Mirage (Mirage #1)(55)
“Ghazlan is our immediate problem. Though the whole of the Eastern Reach is brewing with dissent.” The woman who spoke was called Kora. Maram didn’t know her well; she was normally stationed at another planetary outpost.
Isidor gestured for her to continue. Kora’s hands moved quickly over her workstation and the image of the Eastern Reach faded and was replaced with a holoreel. Ghazlan’s stone towers were stark against the ocean just behind them. Smoke plumed up into the air, curling its way around the pale blue of the Vathek flags flying from the towers. I held my breath as a small figure climbed quickly up the side of the tower, an assault rifle strapped across his back. There was no sound but I could imagine the screaming—raucous and loud—in the streets below him as he tore the Vathek flag down. The old Andalaan flag, before the occupation, had been white, with a green crescent moon pointing up, and a spray of stars rising up like a fountain from between its two points. White for prosperity and longevity. Green for rebirth and growth. This was not the flag the rebel hoisted onto the tower.
Since the occupation, the flag had been replaced by the Vathek one, and the rebellion had refashioned themselves a new flag. A green full moon with the silhouette of a bird streaking halfway across its surface against a red field.
Green for rebirth and growth. Red for blood. Our blood.
No one had flown the rebel flag since the Purge, almost a decade ago. The bloodshed that followed their surrender was catastrophic, and most of us believed that it was over. There was no resistance to be had against our new masters. Cruel as they were, as hard as life was, they’d won. Gooseflesh rose on my arms as the image of the flag became clearer, as Kushaila letters formed just below it.
The ocean wind picked it up, straightening the fabric so that everyone below could see it. Beneath the full moon in green was Kushaila script.
The blood never dies.
The blood never forgets.
The same part of me that froze when long misshapen shadows appeared in the fields, when I heard the whiz of Vathek fighters in the air, screamed at me now. I had agreed to spy for the rebellion, but while they celebrated their first victory, the Vath were here, plotting their undoing.
How could they—how could we—survive such a thing?
“So far they’ve managed to take Ghazlan and Sidi Walid, a city on a major trade route, and a collection of estates with acres of verdant farmland.” The hair on the back of my neck stood up. Sidi Walid was a holy city. The first Dihyan temple was built there and it was the last place Massinia was seen.
“They’re peasants,” Galene spoke for the first time, her voice dripping with disdain. “How is this possible?”
“They’re clever,” Kora sighed. “They never hit a place with a large Vathek presence. And it’s two cities, hardly the rebellion we’re worried about.”
“If we don’t crush it…” Isidor started.
“Yes,” Kora agreed. “For now it’s contained to this region. But if they get hold of the entire region? It will become a bigger problem.”
“Why was it not crushed from the start?” Galene insisted once more.
I still hadn’t moved. In fact, I feared to breathe lest I give myself away. They were right; it was only three cities. But no one had succeeded in taking anything back from the Vath in more than twenty years. What they took, they kept.
“We are stretched thin,” Isidor said. “Andala requires a heavier military presence than we anticipated. Between that and the losses we suffered during the second siege…”
“The siege is eight years past now,” the minister of finance said, frowning. “It’s high time we repair the holes in our military.”

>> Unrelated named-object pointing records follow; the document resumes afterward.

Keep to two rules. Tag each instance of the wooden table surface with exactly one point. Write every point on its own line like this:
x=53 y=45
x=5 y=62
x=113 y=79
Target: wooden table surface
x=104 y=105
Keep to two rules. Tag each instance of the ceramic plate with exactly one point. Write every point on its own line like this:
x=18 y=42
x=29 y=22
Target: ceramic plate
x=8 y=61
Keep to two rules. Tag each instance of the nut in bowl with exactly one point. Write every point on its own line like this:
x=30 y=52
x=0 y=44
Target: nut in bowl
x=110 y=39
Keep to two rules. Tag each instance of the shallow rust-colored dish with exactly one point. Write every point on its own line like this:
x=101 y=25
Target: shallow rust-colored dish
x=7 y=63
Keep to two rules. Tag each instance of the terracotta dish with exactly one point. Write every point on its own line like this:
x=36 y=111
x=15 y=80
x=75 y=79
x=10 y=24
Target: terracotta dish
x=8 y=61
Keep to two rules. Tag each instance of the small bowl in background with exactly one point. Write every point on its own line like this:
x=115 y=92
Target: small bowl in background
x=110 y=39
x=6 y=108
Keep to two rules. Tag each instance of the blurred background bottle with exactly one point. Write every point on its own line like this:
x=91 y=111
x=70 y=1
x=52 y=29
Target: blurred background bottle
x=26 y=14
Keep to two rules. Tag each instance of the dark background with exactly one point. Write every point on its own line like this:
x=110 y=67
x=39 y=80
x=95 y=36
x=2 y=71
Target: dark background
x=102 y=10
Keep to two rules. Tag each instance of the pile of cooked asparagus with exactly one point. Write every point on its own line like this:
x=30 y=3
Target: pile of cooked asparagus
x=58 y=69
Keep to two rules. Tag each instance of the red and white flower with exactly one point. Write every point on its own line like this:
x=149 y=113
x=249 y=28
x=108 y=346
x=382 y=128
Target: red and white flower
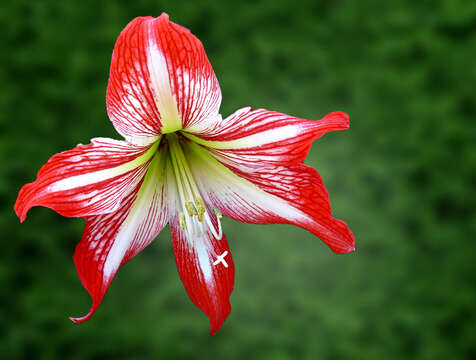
x=182 y=164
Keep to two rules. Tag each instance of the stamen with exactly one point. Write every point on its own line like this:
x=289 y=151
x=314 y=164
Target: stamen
x=188 y=190
x=183 y=224
x=217 y=213
x=200 y=208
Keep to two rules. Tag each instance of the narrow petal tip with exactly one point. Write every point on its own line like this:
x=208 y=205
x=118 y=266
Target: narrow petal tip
x=339 y=119
x=82 y=319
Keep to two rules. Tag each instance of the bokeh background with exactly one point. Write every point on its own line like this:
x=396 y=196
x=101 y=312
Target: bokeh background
x=403 y=177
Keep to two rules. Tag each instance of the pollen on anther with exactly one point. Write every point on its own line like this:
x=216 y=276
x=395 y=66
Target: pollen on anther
x=191 y=209
x=183 y=225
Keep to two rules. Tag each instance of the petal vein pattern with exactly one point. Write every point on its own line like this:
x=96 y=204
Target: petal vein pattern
x=160 y=81
x=291 y=194
x=254 y=138
x=109 y=241
x=87 y=180
x=208 y=283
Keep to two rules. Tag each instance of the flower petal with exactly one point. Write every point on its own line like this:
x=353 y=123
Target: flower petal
x=207 y=271
x=291 y=194
x=87 y=180
x=110 y=240
x=160 y=80
x=256 y=138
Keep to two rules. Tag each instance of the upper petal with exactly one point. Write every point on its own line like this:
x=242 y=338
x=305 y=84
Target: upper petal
x=255 y=138
x=87 y=180
x=110 y=240
x=160 y=80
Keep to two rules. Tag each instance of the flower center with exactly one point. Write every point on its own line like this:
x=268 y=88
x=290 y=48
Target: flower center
x=193 y=215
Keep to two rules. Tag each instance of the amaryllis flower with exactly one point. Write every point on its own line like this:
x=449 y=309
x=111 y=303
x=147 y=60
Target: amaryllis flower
x=181 y=163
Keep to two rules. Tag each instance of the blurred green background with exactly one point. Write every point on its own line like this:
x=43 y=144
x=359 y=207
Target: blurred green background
x=403 y=177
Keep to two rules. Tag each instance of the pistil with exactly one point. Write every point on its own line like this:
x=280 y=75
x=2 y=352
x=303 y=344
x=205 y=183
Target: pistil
x=193 y=215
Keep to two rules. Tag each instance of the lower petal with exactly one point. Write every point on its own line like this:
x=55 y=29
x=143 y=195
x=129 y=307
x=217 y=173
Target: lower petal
x=207 y=271
x=110 y=240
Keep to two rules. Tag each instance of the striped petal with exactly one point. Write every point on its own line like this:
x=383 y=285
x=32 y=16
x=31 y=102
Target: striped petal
x=207 y=271
x=291 y=194
x=87 y=180
x=110 y=240
x=160 y=80
x=256 y=138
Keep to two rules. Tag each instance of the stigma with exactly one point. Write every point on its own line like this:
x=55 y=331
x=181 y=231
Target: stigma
x=194 y=217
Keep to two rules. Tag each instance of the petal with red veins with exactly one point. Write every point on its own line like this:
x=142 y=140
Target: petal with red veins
x=110 y=240
x=87 y=180
x=291 y=194
x=207 y=271
x=254 y=138
x=160 y=80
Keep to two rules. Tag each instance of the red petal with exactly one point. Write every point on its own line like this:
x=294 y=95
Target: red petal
x=291 y=194
x=207 y=279
x=300 y=186
x=159 y=71
x=87 y=180
x=256 y=138
x=110 y=240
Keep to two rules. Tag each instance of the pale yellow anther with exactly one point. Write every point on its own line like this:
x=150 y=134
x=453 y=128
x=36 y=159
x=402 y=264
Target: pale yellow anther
x=183 y=225
x=200 y=208
x=191 y=209
x=217 y=213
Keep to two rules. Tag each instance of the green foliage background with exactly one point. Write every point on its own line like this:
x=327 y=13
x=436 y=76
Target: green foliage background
x=403 y=177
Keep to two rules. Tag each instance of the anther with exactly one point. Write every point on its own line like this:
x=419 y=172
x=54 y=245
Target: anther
x=191 y=209
x=200 y=208
x=217 y=213
x=183 y=225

“With what? We have neglected the infrastructure of this planet in favor of quashing dissent. And Luna-Vaxor does not have the resources to build us back up. Not in the numbers we need.”

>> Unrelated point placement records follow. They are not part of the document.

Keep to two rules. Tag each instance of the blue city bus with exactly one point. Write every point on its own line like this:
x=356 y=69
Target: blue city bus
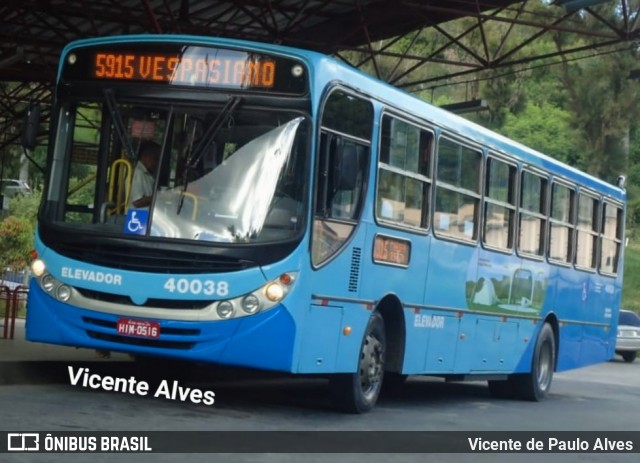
x=309 y=219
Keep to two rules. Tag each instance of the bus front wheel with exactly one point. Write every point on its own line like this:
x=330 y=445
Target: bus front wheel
x=358 y=392
x=535 y=385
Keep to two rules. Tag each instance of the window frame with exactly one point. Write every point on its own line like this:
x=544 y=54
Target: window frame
x=477 y=196
x=571 y=224
x=513 y=193
x=618 y=240
x=428 y=180
x=544 y=215
x=595 y=233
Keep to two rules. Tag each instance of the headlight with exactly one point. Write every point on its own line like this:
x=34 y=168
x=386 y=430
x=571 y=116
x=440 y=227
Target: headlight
x=260 y=300
x=250 y=304
x=225 y=309
x=63 y=293
x=48 y=283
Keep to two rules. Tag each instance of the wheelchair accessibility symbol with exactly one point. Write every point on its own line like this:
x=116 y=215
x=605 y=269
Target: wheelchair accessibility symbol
x=136 y=223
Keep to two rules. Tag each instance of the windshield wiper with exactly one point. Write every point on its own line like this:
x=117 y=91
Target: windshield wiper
x=116 y=117
x=207 y=138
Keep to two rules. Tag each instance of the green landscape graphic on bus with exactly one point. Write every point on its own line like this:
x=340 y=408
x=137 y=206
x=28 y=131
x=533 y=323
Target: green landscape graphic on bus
x=507 y=290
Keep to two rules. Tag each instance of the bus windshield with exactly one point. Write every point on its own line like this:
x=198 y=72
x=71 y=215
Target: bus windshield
x=229 y=174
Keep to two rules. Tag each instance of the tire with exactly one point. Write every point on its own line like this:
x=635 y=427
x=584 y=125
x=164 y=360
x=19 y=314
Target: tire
x=358 y=392
x=535 y=385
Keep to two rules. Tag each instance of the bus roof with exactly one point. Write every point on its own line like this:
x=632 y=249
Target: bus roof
x=326 y=69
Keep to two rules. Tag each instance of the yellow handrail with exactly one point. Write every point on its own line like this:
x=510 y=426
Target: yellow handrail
x=120 y=176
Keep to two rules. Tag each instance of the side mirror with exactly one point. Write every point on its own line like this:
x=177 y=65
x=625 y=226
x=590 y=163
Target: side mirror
x=31 y=127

Isidor raised a hand, forestalling the minister. “How long would it take to get the resources we need in place?”
“With droids, and assuming no sabotage? The mines would take six months, the factories three or four. To replace what we lost in the war, a year perhaps. But that doesn’t account for the bodies we will need to man our ships.”

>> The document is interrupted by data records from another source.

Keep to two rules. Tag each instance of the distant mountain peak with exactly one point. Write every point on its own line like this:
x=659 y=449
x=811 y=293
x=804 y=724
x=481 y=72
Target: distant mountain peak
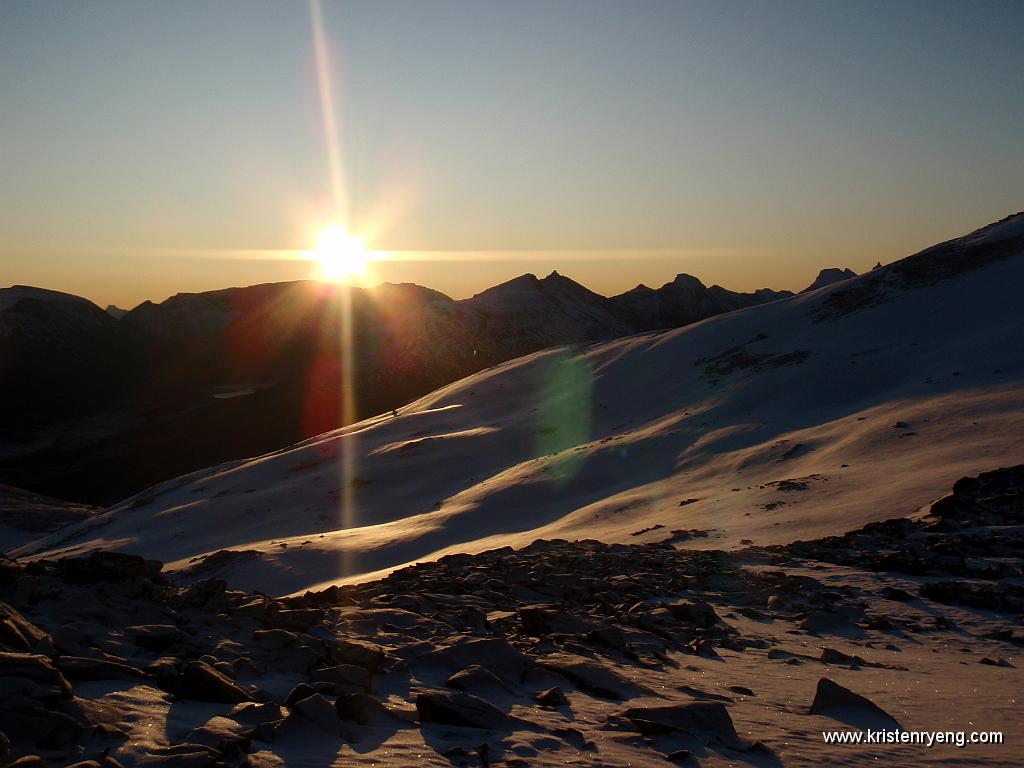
x=828 y=275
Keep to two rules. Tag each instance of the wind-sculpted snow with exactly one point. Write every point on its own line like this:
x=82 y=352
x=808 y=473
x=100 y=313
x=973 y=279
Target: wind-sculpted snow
x=708 y=427
x=554 y=653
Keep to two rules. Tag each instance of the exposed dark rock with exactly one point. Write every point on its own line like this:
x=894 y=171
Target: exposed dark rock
x=202 y=682
x=552 y=697
x=832 y=699
x=702 y=719
x=456 y=708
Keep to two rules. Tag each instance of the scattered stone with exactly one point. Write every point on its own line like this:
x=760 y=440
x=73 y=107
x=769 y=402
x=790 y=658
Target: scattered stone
x=552 y=697
x=202 y=682
x=456 y=708
x=702 y=719
x=832 y=699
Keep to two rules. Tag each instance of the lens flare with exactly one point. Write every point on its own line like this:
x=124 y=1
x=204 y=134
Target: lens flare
x=341 y=256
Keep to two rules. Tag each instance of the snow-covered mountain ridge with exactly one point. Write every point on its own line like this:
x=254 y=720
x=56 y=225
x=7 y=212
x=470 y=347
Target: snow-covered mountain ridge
x=804 y=417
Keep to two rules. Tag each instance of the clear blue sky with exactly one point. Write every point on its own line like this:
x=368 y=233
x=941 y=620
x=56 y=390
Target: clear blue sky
x=748 y=142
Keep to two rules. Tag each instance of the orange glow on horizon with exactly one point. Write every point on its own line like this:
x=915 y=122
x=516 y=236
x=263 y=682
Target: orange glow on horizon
x=341 y=255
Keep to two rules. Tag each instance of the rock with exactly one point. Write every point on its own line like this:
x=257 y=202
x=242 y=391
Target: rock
x=300 y=691
x=82 y=669
x=39 y=728
x=541 y=621
x=999 y=662
x=895 y=593
x=166 y=672
x=201 y=682
x=823 y=622
x=180 y=756
x=356 y=652
x=832 y=699
x=704 y=719
x=609 y=637
x=365 y=710
x=225 y=735
x=456 y=708
x=17 y=633
x=321 y=713
x=696 y=612
x=112 y=566
x=156 y=637
x=591 y=677
x=493 y=652
x=344 y=676
x=830 y=655
x=251 y=713
x=28 y=761
x=33 y=667
x=480 y=680
x=552 y=697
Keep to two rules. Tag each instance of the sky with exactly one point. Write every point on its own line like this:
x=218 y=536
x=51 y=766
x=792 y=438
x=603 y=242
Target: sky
x=152 y=147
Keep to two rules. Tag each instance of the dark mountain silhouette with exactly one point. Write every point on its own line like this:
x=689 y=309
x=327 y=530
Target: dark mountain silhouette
x=98 y=408
x=829 y=275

A chill spread through me as they spoke. Was this how our fates were decided? By cold High Vathek directors who were not interested in the planet itself but the resources we might yield? They had said nothing of this world, or Gibra, or even the whispers of Massinia’s rebirth. The rebels would become more than a problem for the Vath, that much was clear. And yet they skirted the issue, as if to speak of it would give it power.
The ministers continued to quibble among one another, citing cost and loss of Vathek life for and against campaigns in reclaiming the Eastern Reach.
“Bomb the coastal cities,” a voice said. It cut through the rising tide of argument as clean as a sharp knife, and as one our heads swung toward the source.
Mathis, king of all, sat at the far end of the table, his broad form leaning back as languid as a lion. None of us had seen or heard him walk into the meeting room, so absorbed had we been in the arguments. Not for the first time, I thought of the story Maram had told me. Mathis had committed patricide to secure his throne; he’d done worse to secure this system.
I was not a child, I knew that the very beautiful could hide evil. But Mathis’s strength, his menace, seemed to radiate from him. He cast a long shadow, frigid and dark; it seemed as though I could feel the chill of it all the way down the table. Even Galene seemed to pale just a little in her father’s presence.